Aku menjadi semakin menikmati kebersamaanku bersama Gista. Dan betapa
akhirnya aku menyadari bahwa derai tawa dan teriakan girangnya itu; priceless.
***
Rasanya sudah lama tidak merasakan seperti ini. Tertawa dan menikmati
hari seharian tanpa sedetikpun mengingat segala urusan dan pekerjaan di
kantor. Kapan terakhir kali aku merasakan manisnya es krim coklat yang
lumer di tenggorokkan? Ah, semua itu tidak penting lagi.
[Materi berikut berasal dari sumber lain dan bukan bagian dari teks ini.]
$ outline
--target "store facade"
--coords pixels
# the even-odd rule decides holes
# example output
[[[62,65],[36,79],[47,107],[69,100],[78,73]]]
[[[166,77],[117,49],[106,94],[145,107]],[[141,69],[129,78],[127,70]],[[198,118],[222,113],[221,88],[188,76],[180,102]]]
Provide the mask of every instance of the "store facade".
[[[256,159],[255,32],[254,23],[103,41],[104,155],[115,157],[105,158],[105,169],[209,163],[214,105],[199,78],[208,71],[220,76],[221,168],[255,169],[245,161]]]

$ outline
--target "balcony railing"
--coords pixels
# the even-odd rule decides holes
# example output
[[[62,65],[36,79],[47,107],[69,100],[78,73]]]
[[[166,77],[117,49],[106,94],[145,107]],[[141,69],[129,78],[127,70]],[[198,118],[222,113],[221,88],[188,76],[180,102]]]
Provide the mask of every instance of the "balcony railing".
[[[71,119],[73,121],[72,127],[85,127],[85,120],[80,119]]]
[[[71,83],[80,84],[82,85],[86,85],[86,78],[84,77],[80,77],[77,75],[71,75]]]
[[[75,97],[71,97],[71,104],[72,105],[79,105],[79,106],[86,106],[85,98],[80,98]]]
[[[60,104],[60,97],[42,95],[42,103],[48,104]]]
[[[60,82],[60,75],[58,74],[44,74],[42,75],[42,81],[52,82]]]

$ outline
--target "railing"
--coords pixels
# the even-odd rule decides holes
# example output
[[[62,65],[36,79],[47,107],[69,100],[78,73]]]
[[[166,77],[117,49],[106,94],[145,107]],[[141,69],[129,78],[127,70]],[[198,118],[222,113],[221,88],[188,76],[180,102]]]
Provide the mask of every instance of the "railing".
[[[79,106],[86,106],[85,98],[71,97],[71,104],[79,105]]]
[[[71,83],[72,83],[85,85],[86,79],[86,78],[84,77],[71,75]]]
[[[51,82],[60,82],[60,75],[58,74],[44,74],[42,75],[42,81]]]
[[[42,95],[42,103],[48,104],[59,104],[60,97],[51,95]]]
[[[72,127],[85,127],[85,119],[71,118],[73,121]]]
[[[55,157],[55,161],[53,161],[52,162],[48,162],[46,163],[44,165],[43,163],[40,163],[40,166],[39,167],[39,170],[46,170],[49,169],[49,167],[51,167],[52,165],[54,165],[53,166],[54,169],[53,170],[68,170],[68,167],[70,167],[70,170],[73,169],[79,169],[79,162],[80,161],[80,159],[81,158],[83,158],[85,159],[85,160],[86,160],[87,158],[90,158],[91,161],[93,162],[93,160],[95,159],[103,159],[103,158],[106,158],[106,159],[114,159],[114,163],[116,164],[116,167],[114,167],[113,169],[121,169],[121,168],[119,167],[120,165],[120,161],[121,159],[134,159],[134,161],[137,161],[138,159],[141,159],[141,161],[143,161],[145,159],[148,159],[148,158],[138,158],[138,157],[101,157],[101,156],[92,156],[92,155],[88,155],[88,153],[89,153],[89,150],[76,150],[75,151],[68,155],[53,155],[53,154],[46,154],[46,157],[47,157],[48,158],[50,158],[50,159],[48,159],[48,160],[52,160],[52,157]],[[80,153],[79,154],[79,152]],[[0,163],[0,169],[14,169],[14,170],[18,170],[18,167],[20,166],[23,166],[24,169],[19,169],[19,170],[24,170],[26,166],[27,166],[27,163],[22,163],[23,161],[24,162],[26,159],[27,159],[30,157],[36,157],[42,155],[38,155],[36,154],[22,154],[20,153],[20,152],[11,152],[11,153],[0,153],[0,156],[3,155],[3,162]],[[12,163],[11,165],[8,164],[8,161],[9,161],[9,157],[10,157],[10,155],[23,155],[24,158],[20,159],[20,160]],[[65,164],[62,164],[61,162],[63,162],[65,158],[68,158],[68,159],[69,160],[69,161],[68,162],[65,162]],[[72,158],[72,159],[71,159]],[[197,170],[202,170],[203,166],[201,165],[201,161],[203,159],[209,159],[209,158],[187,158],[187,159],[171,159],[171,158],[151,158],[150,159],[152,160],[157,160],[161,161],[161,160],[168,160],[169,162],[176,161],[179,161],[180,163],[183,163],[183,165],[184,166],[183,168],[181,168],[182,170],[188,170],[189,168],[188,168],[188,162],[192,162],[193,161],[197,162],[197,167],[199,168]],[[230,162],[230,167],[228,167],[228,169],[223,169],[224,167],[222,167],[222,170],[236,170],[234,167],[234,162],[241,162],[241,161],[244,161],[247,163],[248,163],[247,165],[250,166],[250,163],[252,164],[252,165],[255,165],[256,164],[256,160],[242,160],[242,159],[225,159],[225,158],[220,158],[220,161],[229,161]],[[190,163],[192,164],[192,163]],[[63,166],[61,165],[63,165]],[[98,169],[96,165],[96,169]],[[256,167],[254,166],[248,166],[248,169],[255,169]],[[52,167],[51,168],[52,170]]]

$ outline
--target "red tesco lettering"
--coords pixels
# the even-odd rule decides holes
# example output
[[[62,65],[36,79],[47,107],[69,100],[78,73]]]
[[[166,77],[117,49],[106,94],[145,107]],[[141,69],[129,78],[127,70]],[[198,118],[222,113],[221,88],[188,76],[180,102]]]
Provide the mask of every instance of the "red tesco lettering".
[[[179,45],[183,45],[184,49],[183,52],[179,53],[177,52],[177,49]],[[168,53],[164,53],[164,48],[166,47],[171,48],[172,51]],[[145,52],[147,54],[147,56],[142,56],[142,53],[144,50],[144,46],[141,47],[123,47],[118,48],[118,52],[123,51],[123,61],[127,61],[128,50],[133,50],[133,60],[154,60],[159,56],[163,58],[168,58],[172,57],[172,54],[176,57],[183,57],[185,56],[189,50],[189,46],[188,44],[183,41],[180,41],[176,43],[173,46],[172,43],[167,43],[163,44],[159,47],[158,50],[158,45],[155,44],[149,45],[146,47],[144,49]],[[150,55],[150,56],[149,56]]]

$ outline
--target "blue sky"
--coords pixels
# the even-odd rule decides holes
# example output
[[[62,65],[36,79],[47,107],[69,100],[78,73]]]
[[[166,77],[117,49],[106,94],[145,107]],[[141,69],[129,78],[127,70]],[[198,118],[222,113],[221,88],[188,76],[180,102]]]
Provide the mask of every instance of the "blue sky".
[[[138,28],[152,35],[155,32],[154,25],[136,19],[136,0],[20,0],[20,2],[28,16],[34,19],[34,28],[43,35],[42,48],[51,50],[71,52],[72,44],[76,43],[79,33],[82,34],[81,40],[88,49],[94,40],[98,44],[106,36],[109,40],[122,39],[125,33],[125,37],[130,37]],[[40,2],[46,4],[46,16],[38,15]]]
Yang jelas hari
ini, Gista benar-benar bahagia.
"Apa yang dibisikkan angin kepada ranting yang melepaskan daun itu untuk
jatuh?" tanyaku sambil menunjuk daun-daun kecoklatan pohon landen yang
terbang dibawa angin di sebrang jalan sana.
Gista mengernyutkan keningnya, tidak mengerti; dia bahkan tak tahu apa maksudku.
"Memang angin itu bisa berbicara? Mengapa Gista tak pernah bisa mendengar suaranya?"
Aku tertawa keras sekali. Putriku memang pintar dan kritis. Dia tidak
mudah percaya dengan apa yang didengarnya begitu saja, dia amat suka
mencari penjelasan yang lebih baik.
"Bisa dong! Hanya cinta seseorang Ayah yang bisa mendengar bisikkan angin yang berhembus!" kuacak rambut Gista dengan gemas.
"Kalau begitu, Gista mau cinta dari seseorang Ayah. Gista juga ingin mendengar cerita yang disampaikan angin!"
Aku tak menjawab pertanyaanya. Kuangkat tubuh kecilnya, seolah-olah
melemparnya ke atas udara. Kuajak tubuhnya itu berputar, merasakan angin
yang membuat rambut panjangnya beterbangan menutupi wajahnya. Duniaku
amat indah, saat kudengar gelak tawanya memenuhi telingaku. Tentu, sayang. Apapun. Untukmu. Bahkan sebelum kau dilahirkan ke bumi ini, aku sudah bersumpah untuk mencintaimu, Gista.